Common mistakes that waste audit work
- Doing the audit without a goal.“Let's audit the content” with no defined outcome (more organic traffic? better leads? cleaner editorial?) means vague verdicts and slow execution.
- Auditing without a refresh plan.An audit is worthless if the team doesn't have the bandwidth to actually update the flagged pages. Either commit to the refresh work or scope the audit smaller.
- Treating every page equally.Your homepage and your tag archive don't deserve the same scrutiny. Triage by traffic and strategic value first.
- Deleting pages without redirects. If a page has any inbound links or historical impressions, a 301 redirect to the closest related page preserves the equity. A hard delete throws it away.

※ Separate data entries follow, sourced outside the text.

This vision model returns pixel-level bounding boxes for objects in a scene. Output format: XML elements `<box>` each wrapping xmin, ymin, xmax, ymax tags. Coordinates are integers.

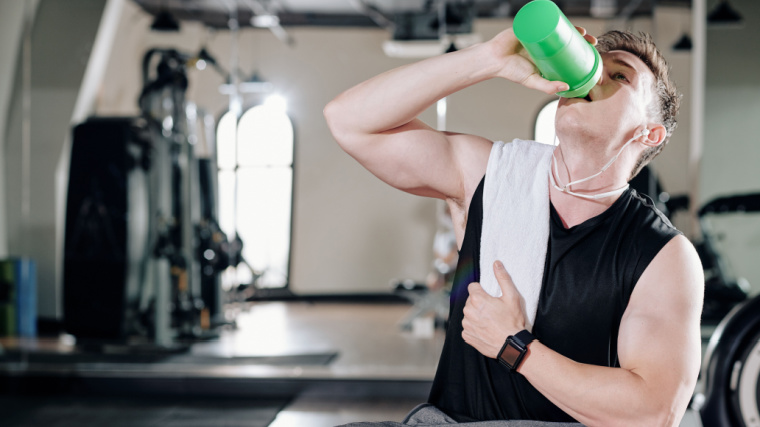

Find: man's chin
<box><xmin>555</xmin><ymin>106</ymin><xmax>586</xmax><ymax>127</ymax></box>
<box><xmin>554</xmin><ymin>118</ymin><xmax>597</xmax><ymax>143</ymax></box>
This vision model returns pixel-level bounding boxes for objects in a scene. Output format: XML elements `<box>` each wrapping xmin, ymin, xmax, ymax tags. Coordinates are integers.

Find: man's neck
<box><xmin>549</xmin><ymin>141</ymin><xmax>631</xmax><ymax>229</ymax></box>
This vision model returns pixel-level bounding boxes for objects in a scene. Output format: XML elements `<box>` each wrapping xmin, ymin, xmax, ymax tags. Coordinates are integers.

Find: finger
<box><xmin>575</xmin><ymin>26</ymin><xmax>598</xmax><ymax>46</ymax></box>
<box><xmin>466</xmin><ymin>293</ymin><xmax>482</xmax><ymax>311</ymax></box>
<box><xmin>493</xmin><ymin>260</ymin><xmax>518</xmax><ymax>297</ymax></box>
<box><xmin>461</xmin><ymin>328</ymin><xmax>483</xmax><ymax>348</ymax></box>
<box><xmin>463</xmin><ymin>302</ymin><xmax>476</xmax><ymax>319</ymax></box>
<box><xmin>462</xmin><ymin>329</ymin><xmax>472</xmax><ymax>345</ymax></box>
<box><xmin>522</xmin><ymin>73</ymin><xmax>569</xmax><ymax>95</ymax></box>
<box><xmin>461</xmin><ymin>322</ymin><xmax>474</xmax><ymax>340</ymax></box>
<box><xmin>468</xmin><ymin>281</ymin><xmax>485</xmax><ymax>296</ymax></box>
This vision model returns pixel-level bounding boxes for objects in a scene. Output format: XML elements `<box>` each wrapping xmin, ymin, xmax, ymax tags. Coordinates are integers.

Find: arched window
<box><xmin>216</xmin><ymin>96</ymin><xmax>294</xmax><ymax>289</ymax></box>
<box><xmin>534</xmin><ymin>99</ymin><xmax>559</xmax><ymax>145</ymax></box>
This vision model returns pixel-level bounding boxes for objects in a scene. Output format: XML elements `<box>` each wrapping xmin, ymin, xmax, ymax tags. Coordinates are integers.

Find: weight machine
<box><xmin>691</xmin><ymin>193</ymin><xmax>760</xmax><ymax>427</ymax></box>
<box><xmin>63</xmin><ymin>47</ymin><xmax>239</xmax><ymax>348</ymax></box>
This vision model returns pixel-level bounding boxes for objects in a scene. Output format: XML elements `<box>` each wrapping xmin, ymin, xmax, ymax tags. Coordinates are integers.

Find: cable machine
<box><xmin>63</xmin><ymin>47</ymin><xmax>238</xmax><ymax>349</ymax></box>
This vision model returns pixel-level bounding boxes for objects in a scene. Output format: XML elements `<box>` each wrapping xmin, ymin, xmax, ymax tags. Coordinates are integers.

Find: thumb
<box><xmin>493</xmin><ymin>260</ymin><xmax>517</xmax><ymax>297</ymax></box>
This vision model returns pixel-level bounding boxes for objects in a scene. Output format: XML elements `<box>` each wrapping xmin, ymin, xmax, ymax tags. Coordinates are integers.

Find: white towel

- Not measuring outcomes. Without a before/after comparison, you have no way to know if the audit worked or to justify the next one.

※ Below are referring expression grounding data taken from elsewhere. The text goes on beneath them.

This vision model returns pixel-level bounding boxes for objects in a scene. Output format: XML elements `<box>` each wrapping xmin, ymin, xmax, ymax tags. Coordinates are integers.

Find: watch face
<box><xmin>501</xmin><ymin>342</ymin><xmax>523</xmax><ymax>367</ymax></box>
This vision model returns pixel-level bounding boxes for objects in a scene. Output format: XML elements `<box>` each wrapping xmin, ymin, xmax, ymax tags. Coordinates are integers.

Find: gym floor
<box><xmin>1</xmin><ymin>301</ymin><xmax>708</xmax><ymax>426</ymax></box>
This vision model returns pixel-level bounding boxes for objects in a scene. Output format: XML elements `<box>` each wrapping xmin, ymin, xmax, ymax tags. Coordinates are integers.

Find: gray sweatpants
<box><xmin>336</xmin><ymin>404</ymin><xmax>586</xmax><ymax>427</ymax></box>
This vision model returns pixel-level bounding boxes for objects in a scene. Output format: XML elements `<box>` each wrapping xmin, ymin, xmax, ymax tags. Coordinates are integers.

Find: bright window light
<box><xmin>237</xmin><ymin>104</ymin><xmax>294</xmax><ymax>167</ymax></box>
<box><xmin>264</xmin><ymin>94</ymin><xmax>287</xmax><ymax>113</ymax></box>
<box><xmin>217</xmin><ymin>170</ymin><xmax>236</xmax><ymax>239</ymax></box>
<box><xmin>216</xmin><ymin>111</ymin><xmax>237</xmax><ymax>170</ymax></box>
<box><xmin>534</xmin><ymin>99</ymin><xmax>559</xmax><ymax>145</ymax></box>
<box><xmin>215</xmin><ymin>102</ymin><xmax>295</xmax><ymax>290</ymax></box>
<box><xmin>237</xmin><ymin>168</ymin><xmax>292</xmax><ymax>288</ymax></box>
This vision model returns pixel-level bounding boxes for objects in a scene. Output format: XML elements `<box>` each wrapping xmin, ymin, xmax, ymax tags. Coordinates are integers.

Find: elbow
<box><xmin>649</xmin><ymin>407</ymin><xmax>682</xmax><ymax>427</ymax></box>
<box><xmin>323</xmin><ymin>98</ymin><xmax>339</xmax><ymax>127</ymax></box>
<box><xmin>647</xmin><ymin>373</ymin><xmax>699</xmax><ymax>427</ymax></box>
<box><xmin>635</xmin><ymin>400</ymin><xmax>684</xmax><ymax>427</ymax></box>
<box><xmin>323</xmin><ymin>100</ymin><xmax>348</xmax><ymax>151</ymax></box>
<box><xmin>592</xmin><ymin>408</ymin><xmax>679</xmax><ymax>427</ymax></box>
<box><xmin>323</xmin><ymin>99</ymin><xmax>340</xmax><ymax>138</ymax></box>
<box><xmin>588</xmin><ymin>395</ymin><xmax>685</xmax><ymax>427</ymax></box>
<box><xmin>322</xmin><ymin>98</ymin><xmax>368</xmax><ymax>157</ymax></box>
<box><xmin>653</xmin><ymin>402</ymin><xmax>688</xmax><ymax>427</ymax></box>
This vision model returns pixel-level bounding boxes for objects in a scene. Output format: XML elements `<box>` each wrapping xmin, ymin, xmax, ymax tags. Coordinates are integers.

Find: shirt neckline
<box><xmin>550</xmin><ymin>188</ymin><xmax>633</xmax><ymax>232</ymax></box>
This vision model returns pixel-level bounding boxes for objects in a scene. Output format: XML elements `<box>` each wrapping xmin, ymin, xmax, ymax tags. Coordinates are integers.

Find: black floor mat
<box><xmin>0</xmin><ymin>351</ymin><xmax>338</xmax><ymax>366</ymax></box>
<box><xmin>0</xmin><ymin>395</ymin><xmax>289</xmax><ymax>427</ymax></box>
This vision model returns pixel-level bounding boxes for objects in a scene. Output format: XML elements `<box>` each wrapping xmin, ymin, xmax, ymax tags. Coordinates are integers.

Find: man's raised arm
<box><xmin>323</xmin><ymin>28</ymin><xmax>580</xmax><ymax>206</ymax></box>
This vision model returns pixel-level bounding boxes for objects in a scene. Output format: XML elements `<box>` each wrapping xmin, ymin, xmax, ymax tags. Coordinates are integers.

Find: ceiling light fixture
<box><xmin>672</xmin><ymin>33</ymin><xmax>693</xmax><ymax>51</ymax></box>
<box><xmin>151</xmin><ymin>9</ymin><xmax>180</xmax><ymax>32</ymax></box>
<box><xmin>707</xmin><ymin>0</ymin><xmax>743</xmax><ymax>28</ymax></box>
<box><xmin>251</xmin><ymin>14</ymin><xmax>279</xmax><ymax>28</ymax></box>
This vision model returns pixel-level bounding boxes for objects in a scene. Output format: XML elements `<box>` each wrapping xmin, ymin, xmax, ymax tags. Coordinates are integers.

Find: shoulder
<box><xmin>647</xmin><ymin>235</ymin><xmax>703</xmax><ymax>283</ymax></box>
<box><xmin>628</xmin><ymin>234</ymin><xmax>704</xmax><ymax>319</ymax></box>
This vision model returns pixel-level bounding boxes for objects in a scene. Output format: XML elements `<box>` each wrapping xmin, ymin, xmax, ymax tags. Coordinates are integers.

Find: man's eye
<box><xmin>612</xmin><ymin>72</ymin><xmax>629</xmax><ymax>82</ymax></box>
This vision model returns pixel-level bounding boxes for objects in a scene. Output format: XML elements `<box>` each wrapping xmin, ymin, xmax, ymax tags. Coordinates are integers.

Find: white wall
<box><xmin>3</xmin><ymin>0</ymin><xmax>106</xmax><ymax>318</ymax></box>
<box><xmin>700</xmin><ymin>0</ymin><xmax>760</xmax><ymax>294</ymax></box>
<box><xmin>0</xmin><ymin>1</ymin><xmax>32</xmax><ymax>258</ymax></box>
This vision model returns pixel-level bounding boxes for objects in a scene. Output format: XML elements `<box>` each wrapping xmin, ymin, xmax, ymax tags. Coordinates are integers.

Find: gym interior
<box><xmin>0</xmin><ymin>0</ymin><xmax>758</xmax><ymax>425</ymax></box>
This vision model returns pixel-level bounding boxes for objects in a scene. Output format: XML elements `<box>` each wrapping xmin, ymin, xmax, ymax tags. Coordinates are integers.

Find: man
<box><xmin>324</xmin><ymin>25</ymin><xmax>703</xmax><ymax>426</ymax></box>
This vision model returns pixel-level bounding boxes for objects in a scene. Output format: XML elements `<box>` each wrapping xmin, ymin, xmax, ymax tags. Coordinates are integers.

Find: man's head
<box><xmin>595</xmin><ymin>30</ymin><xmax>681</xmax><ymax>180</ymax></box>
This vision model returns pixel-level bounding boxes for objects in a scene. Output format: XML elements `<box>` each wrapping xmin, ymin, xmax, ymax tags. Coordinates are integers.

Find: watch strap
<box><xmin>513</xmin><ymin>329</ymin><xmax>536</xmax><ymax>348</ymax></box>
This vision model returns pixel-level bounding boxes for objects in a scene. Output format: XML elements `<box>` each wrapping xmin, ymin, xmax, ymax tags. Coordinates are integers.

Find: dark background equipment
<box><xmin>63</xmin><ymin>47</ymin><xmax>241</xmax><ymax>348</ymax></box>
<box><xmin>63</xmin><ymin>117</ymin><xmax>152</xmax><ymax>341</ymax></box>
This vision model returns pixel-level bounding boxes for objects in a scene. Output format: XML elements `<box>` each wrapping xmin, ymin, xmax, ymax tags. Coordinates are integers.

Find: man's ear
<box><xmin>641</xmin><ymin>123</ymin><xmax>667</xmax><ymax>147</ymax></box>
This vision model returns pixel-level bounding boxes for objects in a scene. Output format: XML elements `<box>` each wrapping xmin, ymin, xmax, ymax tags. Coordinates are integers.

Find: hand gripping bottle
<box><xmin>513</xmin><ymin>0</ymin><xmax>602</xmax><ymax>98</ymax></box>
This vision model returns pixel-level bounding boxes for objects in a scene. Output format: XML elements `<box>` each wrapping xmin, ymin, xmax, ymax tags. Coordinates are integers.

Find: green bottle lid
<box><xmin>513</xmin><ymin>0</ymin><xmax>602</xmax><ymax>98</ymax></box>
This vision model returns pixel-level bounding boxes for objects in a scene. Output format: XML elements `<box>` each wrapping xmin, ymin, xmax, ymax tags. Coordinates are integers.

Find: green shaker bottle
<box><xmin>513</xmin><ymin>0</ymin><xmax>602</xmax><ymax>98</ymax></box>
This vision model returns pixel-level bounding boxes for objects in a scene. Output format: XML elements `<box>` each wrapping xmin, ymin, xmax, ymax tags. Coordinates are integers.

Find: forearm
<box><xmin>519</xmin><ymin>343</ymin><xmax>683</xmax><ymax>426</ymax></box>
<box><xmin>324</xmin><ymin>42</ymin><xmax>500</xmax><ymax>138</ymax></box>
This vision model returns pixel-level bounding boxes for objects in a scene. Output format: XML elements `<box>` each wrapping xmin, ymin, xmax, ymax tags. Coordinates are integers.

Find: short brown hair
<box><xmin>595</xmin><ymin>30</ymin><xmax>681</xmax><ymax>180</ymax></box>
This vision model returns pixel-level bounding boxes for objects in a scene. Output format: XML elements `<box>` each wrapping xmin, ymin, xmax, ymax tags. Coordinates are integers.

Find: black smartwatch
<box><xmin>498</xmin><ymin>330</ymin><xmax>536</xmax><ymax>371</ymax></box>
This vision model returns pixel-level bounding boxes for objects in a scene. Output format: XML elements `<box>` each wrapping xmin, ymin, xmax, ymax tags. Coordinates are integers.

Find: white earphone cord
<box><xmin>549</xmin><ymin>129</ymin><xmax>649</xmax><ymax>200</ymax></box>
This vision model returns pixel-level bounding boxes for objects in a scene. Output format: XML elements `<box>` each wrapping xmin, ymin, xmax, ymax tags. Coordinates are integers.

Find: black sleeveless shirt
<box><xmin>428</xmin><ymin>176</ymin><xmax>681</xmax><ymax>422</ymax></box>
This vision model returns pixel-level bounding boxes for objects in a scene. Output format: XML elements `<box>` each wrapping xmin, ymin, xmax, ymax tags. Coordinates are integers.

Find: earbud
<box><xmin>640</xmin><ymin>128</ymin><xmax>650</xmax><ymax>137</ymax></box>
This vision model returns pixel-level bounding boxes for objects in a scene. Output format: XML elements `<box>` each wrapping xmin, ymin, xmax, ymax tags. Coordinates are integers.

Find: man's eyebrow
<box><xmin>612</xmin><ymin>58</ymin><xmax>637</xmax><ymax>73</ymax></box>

Do you need a tool to run a content audit?
For a site under 50 pages, a Google Sheet, Google Search Console, and Google Analytics are enough. For 50 to 500 pages, the data volume starts to fight back; pulling, joining, and updating performance data manually takes hours every quarter, and the spreadsheet becomes unwieldy. For 500+ pages, manual auditing is not practical at a useful cadence.
Dedicated audit tools handle the data plumbing automatically and re-run the analysis on a schedule. The trade-off: you pay for them. Most teams justify the cost once they realize their quarterly audit was actually getting done every 14 months because nobody had time.
Audit on autopilot
Running a content audit by hand is a useful exercise the first time. Doing it every quarter forever is a slog. GoContentAudit connects to your Google Search Console and analytics, runs the full audit continuously, surfaces decay and cannibalization the moment they happen, and gives every URL a verdict you can action. Free to try, no credit card required.

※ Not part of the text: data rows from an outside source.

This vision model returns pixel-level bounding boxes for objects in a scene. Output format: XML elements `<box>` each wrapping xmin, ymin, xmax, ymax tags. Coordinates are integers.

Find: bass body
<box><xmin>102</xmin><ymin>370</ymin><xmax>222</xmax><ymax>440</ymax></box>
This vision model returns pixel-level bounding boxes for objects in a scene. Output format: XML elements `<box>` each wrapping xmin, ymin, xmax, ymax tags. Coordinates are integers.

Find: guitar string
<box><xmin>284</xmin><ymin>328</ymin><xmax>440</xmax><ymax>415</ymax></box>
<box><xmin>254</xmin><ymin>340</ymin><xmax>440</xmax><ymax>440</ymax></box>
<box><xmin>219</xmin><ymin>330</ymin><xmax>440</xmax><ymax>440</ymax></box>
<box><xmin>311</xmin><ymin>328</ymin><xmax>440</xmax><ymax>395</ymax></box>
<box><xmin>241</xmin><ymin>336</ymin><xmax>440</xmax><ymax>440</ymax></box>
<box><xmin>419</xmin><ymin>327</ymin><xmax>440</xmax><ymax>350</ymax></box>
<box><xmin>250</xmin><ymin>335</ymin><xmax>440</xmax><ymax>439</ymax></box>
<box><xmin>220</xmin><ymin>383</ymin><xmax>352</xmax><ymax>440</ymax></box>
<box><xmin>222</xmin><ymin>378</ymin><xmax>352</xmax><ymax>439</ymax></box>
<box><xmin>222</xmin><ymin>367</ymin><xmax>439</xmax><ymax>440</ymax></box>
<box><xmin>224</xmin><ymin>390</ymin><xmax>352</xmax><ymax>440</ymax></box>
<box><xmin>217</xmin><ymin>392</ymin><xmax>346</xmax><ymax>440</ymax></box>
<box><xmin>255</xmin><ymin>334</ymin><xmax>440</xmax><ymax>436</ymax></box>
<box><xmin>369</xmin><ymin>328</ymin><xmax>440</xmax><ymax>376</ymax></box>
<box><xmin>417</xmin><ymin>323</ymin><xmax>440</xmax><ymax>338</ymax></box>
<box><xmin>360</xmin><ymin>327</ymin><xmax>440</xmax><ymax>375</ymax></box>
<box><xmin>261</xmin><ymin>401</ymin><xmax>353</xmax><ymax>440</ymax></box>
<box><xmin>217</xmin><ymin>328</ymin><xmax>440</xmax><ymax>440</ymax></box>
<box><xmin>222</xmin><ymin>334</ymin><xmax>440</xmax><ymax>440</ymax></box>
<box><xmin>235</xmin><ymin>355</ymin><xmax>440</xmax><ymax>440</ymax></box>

Frequently asked questions
How long does a content audit take?
For a site under 50 pages, a focused SEO content audit takes 4 to 8 hours, mostly spent pulling and joining performance data. For sites with 200+ pages, expect 2 to 5 days of work or a tool to do the data plumbing automatically. The fix work (updates, merges, redirects) typically takes 2 to 4 weeks of ongoing effort after the audit itself is complete.
How often should you do a content audit?
Most sites benefit from a full annual audit plus a lightweight quarterly check for decay and cannibalization. High-output content sites (10+ pages per week) should run a full audit every 6 months. After a major Google algorithm update or a site redesign, audit within 30 days regardless of normal cadence.
What's the difference between a content audit and an SEO audit?
A content audit focuses on the editorial side: which pages exist, what they cover, how they perform, and what to do about each one. An SEO audit is broader and includes technical issues (crawlability, site speed, indexation, schema) alongside content issues. A content audit is typically a subset of a full SEO audit, but it can also be run independently focused only on the content portfolio.
What should I include in a content audit spreadsheet?
At minimum: URL, title, publish date, last update date, primary topic, organic clicks (last 90 days), impressions, average position, top query, internal links pointing at the page, referring domains, and a verdict (keep, update, merge, redirect, delete, or noindex). Add a notes column for context that doesn't fit elsewhere.
Is a content audit worth doing for a small site?
Yes, if the site relies on organic traffic and has at least 15 to 20 published pages. Below that threshold, a full audit is overkill; just keep an eye on top performers and refresh anything that drops in rankings. Above it, you almost certainly have at least one decaying page or duplicate that an audit will catch.